Pinned topic odd problem with HDFS File Sink not working in 'standalone' mode, but working distributed

‏2013-09-26T16:20:18Z |

I have a project where I have added the big data toolkit (in dependencies) and an HDFS File Sink at the end to create my output in HDFS, and have encountered a strange problem I did not encounter in my previous project using the bigdata toolkit.

The project will compile fine (I have the bigdata toolkit installed, I have the bigdata toolkit in dependencies, I have a valid HADOOP_HOME set). Another project in the same workspace will compile and run fine in Standalone mode. When I try to run this particular project in "Standalone" mode, I get:

Exception in thread "Thread-11" java.lang.NoClassDefFoundError: org.apache.hadoop.conf.Configuration
Caused by: java.lang.ClassNotFoundException: org.apache.hadoop.conf.Configuration
 at java.net.URLClassLoader.findClass(URLClassLoader.java:434)

Which does not happen for my other project (I can run the other project fine in Standalone mode). However, if I compile this project at the command line and run it distributed, it works fine. This project is different from the other in that it uses the com.ibm.streams.text toolkit (the other project uses the SPSS analytics toolkit, but not the Text toolkit). I even tried going into the 'Edit Configuration' from the Launch Dialog and hard-coding an additional env setting for HADOOP_HOME just to be even more explicit about the presence of the env variable.

This isn't super critical since I have a workaround that can keep me moving forward, but development and debugging would be easier if I could conveniently work in standalone mode.

This (and the workaround of using the distributed deployment rather than standalone deployment) was discussed towards the end of the thread: https://www.ibm.com/developerworks/community/forums/html/topic?id=d428aa44-06bb-455a-85f6-172baa3d4e33&ps=25, but there wasn't a mention of a way to get this working in standalone mode (which is really great while in the dev/debugging process), so I thought I'd ask in case anybody knows the answer.
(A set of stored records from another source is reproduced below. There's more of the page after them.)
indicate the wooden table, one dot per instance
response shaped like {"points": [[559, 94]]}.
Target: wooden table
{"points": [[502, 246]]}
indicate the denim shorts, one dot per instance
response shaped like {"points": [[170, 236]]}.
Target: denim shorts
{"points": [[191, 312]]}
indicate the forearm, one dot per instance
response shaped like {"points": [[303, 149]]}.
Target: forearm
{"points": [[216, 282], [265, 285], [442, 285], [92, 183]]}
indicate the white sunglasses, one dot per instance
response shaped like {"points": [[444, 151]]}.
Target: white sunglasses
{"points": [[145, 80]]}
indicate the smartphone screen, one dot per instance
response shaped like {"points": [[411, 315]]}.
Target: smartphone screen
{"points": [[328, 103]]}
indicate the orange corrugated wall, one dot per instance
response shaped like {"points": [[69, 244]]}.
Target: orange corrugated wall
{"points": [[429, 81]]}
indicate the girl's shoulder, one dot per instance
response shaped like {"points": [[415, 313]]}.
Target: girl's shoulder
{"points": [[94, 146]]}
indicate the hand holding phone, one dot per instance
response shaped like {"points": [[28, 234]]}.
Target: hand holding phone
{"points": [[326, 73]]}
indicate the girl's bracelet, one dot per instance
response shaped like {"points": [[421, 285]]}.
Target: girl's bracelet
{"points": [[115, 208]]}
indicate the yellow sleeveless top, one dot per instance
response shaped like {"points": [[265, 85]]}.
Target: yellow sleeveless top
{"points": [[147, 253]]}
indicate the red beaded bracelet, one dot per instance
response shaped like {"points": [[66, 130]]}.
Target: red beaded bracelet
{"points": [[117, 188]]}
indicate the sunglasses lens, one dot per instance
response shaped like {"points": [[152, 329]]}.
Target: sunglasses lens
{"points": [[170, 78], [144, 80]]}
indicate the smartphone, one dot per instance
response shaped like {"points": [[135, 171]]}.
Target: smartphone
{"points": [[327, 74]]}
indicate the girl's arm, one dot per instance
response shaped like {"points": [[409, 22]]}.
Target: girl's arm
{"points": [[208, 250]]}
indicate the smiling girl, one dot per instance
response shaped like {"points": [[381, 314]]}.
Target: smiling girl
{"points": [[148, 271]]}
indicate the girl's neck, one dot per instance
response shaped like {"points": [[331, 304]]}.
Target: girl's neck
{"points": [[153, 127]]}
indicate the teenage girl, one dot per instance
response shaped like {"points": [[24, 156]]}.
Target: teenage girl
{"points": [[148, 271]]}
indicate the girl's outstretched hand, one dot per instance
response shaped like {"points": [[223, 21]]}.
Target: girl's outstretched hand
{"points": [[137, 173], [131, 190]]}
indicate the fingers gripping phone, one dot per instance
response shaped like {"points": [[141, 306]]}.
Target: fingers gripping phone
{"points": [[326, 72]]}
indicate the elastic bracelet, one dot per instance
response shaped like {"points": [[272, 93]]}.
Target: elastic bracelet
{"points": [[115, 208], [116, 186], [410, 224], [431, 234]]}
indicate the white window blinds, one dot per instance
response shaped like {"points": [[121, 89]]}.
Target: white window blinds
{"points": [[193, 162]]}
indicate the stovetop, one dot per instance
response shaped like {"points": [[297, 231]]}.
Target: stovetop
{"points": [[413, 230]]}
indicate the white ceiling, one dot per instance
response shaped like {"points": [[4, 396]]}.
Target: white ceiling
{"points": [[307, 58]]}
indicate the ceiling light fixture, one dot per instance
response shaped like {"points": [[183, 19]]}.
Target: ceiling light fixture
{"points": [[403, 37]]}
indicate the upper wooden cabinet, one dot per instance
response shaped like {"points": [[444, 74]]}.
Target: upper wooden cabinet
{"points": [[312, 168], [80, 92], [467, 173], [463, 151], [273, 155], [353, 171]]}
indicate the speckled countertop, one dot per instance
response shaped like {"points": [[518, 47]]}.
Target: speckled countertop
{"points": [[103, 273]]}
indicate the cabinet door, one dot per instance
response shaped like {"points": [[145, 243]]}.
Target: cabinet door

The theory in this thread was along the lines that there was a problem with two java based toolkits somehow conflicting (?), but there wasn't anything certain or definate.

Thanks in advance for any help or assistance you can provide!

d

 

 

 

 

 

  • Stan
    Stan
    76 Posts
    ACCEPTED ANSWER

    Re: odd problem with HDFS File Sink not working in 'standalone' mode, but working distributed

    ‏2013-09-27T19:25:55Z  in response to david.cyr

    Can you provide code that demonstrates this situation so we cam investigate this further?

    • david.cyr
      david.cyr
      20 Posts
      ACCEPTED ANSWER

      Re: odd problem with HDFS File Sink not working in 'standalone' mode, but working distributed

      ‏2013-09-27T20:51:47Z  in response to Stan

      Here's a simple example to demonstrate the problem:

      --------------------- HERE IS THE getResult.aql file -----
      module getResult;

      create dictionary Dog as ('dog','puppy');

      create view MyAnswer as
      extract dictionary Dog
      on D.text as myResult
      from Document D;

      output view MyAnswer;
      ----------------------------------------------------------

      -----------------------HERE IS THE streams .spl file-----
      --Note this runs fine without the HDFSFileSink.
      --and if I leave the HDFSFileSink widget in and take
      --out the Text Extract it works as well (i.e. wire straight from the beacon to the HDFSFileSink with no TextExtract in between)
      --------
      --if both are present, though I get a
      --Exception in thread "Thread-11" java.lang.NoClassDefFoundError: org.apache.hadoop.conf.Configuration
      --Caused by: java.lang.ClassNotFoundException: org.apache.hadoop.conf.Configuration
      --error

       


      namespace application ;

      use com.ibm.streams.text.analytics::TextExtract ;
      use com.ibm.streams.bigdata.hdfs::HDFSFileSink ;

      composite ScratchAQLandHDFS
      {
       graph
        (stream<rstring text> BeaconOutput) as Beacon_1 = Beacon()
        {
         param
          iterations : 1 ;
         output
          BeaconOutput : text = "The quick brown fox jumped over the lazy dog." ;
        }

        (stream<rstring myResult> TextExtract_2_out0) as TextExtract_2 =
         TextExtract(BeaconOutput)
        {
         param
          outputMode : 'multiPort' ;
          uncompiledModules : 'getResult' ;
          moduleOutputDir : 'moduleGetResult' ;
        }

        () as FileSink_3 = FileSink(TextExtract_2_out0)
        {
         param
          file : 'out.out' ;
        }

        () as HDFSFileSink_4 = HDFSFileSink(TextExtract_2_out0)
        {
         param
          file : 'junk/file%FILENUM.out' ;
          format : txt ;
          hdfsConfigFile : 'hdfsconfig.txt' ;
        }

      }

       

      • david.cyr
        david.cyr
        20 Posts
        ACCEPTED ANSWER

        Re: odd problem with HDFS File Sink not working in 'standalone' mode, but working distributed

        ‏2013-10-10T21:02:31Z  in response to david.cyr

        I just wanted to check if you were able to duplicate this problem or not. I do have a workaround (running in distributed mode/compiling at the command line and running that way), but if there was a good explanation for this I'd like to have it so when I transition code I can explain what's going on.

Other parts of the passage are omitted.